Pasca pencabutan izin prinsip dan izin pelaksanaan 13 pulau reklamasi, pemerintah perlu memikirkan kelanjutan pembangunan tanggul pesisir terutama untuk melibatkan swasta.
Oleh
Helena F Nababan/Irene Sarwindaningrum
·5 menit baca
JAKARTA, KOMPAS - Setelah Gubernur DKI Jakarta Anies Baswedan mencabut izin prinsip dan izin pelaksanaan 13 pulau reklamasi, pemerintah pusat mengkaji kembali konsep tanggul laut dalam Pembangunan Terpadu Pesisir Ibu Kota Negara (National Capital Integrated Coastal Development/NCICD). Salah satu yang perlu mendapatkan perhatian adalah persoalan pembangunan 120 km tanggul pesisir yang merupakan bagian NCICD.

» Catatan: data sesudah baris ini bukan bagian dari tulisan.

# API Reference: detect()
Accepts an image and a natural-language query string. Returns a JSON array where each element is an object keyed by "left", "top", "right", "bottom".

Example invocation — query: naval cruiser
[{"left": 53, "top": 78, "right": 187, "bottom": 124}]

Tanggul pesisir yang menjadi bagian Fase A NCICD mesti dituntaskan untuk menghadapi laju penurunan muka tanah terutama di pesisir pantau utara Jakarta, Banten, dan Jawa Barat. Penurunan laju muka tanah DKI Jakarta kini berkisar 7,5-10 cm per tahun. Jakarta juga menghadapi banjir rob yang berulang.
Tanggul pesisir ini direncanakan dibangun oleh sejumlah pihak yakni pemerintah pusat, pemda, BUMN, BUMD, serta swasta. Pihak swasta yang dilibatkan membangun tanggul pesisir ini mendapatkan kompensasi di pulau-pulau reklamasi.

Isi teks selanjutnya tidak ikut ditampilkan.